Aucune prise de position officielle de la part de l’UE donc, qui pourrait être taxée d’ingérence si elle se prononçait sur la question de l’indépendance d’une entité régionale d’un de ses États membres, et qui ne saurait prendre le risque de provoquer le gouvernement britannique dans un contexte de négociations déjà particulièrement tendu. À voir néanmoins si l’Union prendra officiellement position ou ouvrira un débat après la période de transition et la fin des négociations avec le Royaume-Uni.

L’auteure remercie Gavin Dewar pour sa relecture et ses éclairages avisés sur la politique intérieure écossaise.

Notes

[1Le Royaume-Uni est composé de quatre nations constitutives : l’Angleterre, l’Ecosse, l’Irlande du nord et le Pays de Galles.
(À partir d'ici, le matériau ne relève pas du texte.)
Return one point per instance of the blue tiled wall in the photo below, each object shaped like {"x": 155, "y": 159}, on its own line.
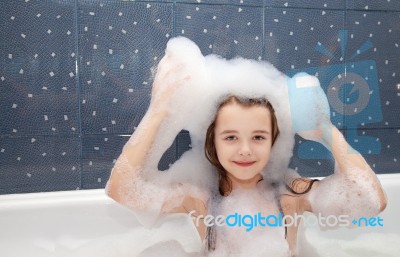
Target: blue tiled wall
{"x": 75, "y": 76}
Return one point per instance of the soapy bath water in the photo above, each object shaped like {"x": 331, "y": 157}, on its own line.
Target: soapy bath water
{"x": 212, "y": 80}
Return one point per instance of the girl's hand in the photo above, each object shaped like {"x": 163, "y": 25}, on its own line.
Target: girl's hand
{"x": 169, "y": 77}
{"x": 309, "y": 109}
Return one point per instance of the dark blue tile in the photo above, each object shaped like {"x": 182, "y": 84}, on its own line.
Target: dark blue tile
{"x": 38, "y": 68}
{"x": 225, "y": 2}
{"x": 39, "y": 163}
{"x": 387, "y": 5}
{"x": 100, "y": 153}
{"x": 228, "y": 31}
{"x": 311, "y": 159}
{"x": 119, "y": 43}
{"x": 380, "y": 147}
{"x": 317, "y": 4}
{"x": 297, "y": 41}
{"x": 374, "y": 57}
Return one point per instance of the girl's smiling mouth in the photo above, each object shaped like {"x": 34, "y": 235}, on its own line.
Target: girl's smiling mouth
{"x": 244, "y": 164}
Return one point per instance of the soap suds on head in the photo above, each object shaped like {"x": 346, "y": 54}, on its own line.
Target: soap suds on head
{"x": 193, "y": 108}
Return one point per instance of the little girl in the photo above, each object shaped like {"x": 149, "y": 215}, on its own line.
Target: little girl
{"x": 238, "y": 145}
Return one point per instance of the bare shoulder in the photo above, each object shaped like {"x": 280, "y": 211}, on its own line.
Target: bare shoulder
{"x": 295, "y": 198}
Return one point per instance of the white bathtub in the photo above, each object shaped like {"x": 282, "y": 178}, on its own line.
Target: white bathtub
{"x": 58, "y": 223}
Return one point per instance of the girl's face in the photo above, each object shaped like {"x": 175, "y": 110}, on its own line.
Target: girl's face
{"x": 243, "y": 140}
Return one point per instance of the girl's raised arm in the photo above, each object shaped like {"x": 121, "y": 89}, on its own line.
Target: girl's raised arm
{"x": 127, "y": 184}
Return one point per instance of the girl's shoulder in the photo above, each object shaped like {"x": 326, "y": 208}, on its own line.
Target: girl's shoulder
{"x": 294, "y": 197}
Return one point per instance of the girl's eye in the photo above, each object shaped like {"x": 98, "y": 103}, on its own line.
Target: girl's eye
{"x": 230, "y": 138}
{"x": 259, "y": 138}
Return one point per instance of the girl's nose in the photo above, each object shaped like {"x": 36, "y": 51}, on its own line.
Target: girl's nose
{"x": 245, "y": 149}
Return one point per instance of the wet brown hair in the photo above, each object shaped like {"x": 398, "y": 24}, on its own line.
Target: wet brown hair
{"x": 225, "y": 184}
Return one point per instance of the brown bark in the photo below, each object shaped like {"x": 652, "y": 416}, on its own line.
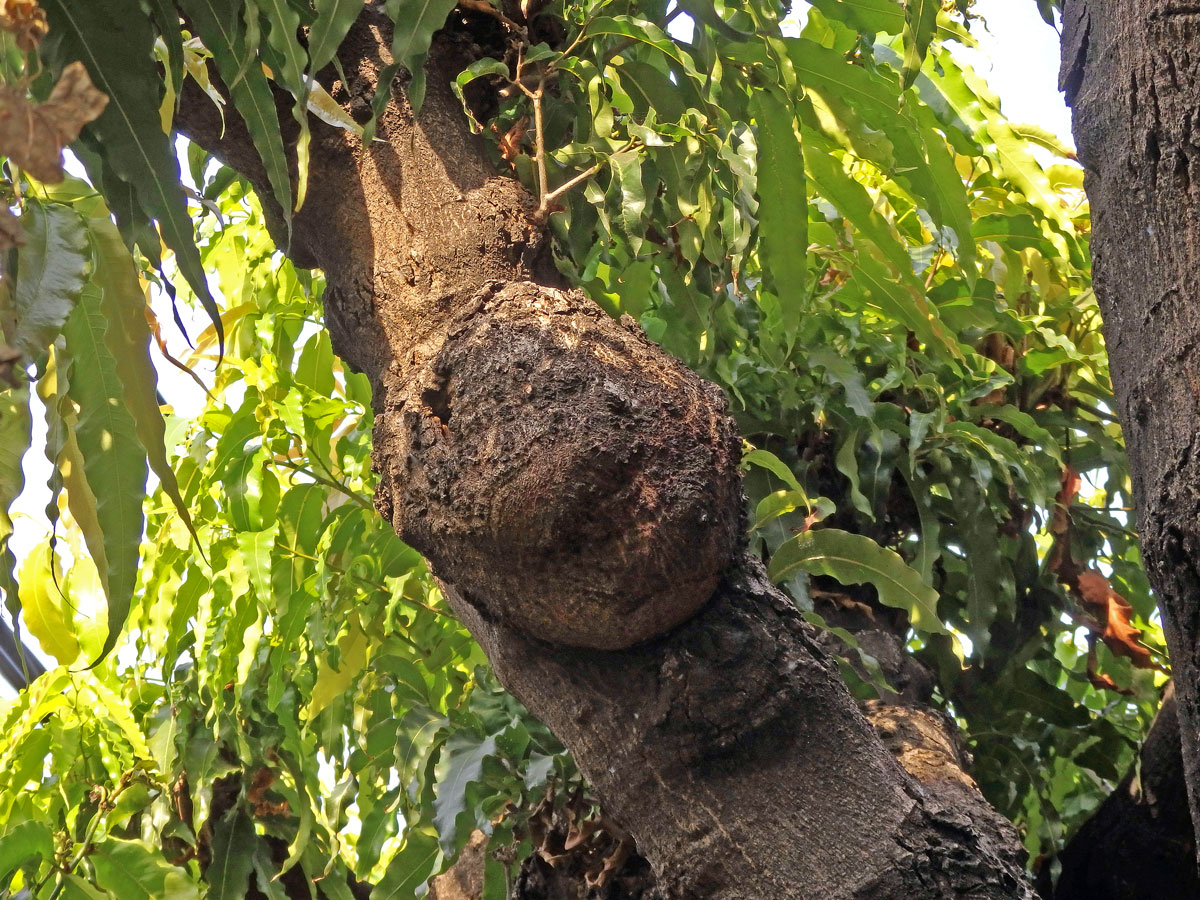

Concernant l’Ecosse, dans le cadre de la dévolution, un certain nombre de pouvoirs et prérogatives ont été transférés du pouvoir central (représenté par le Parlement national de Westminster et le gouvernement de Boris Johnson) vers l’assemblée régionale écossaise (représentée par le Parlement de Holyrood à Edimbourg), qui désigne suite aux élections parlementaires régionales le chef du gouvernement écossais (en l’occurrence, Nicola Sturgeon). Via la dévolution, l’Ecosse jouit ainsi d’un pouvoir de décision dans plusieurs domaines (en matière de santé ou d’éducation par exemple). Gouvernement et parlements centraux et régionaux cohabitent ainsi au Royaume-Uni. Si en français, Johnson et Sturgeon sont tous deux qualifiés de « Premier ministre », l’anglais différencie le « Prime Minister » (Johnson) du « First Minister » (Sturgeon) pour distinguer les deux niveaux de décision.

[2Pour plus de détails sur l’ensemble des mesures prises par l’Ecosse dans le cadre de la crise du covid-19 depuis mars, voir la frise chronologique dédiée sur le site du Centre d’information du Parlement écossais.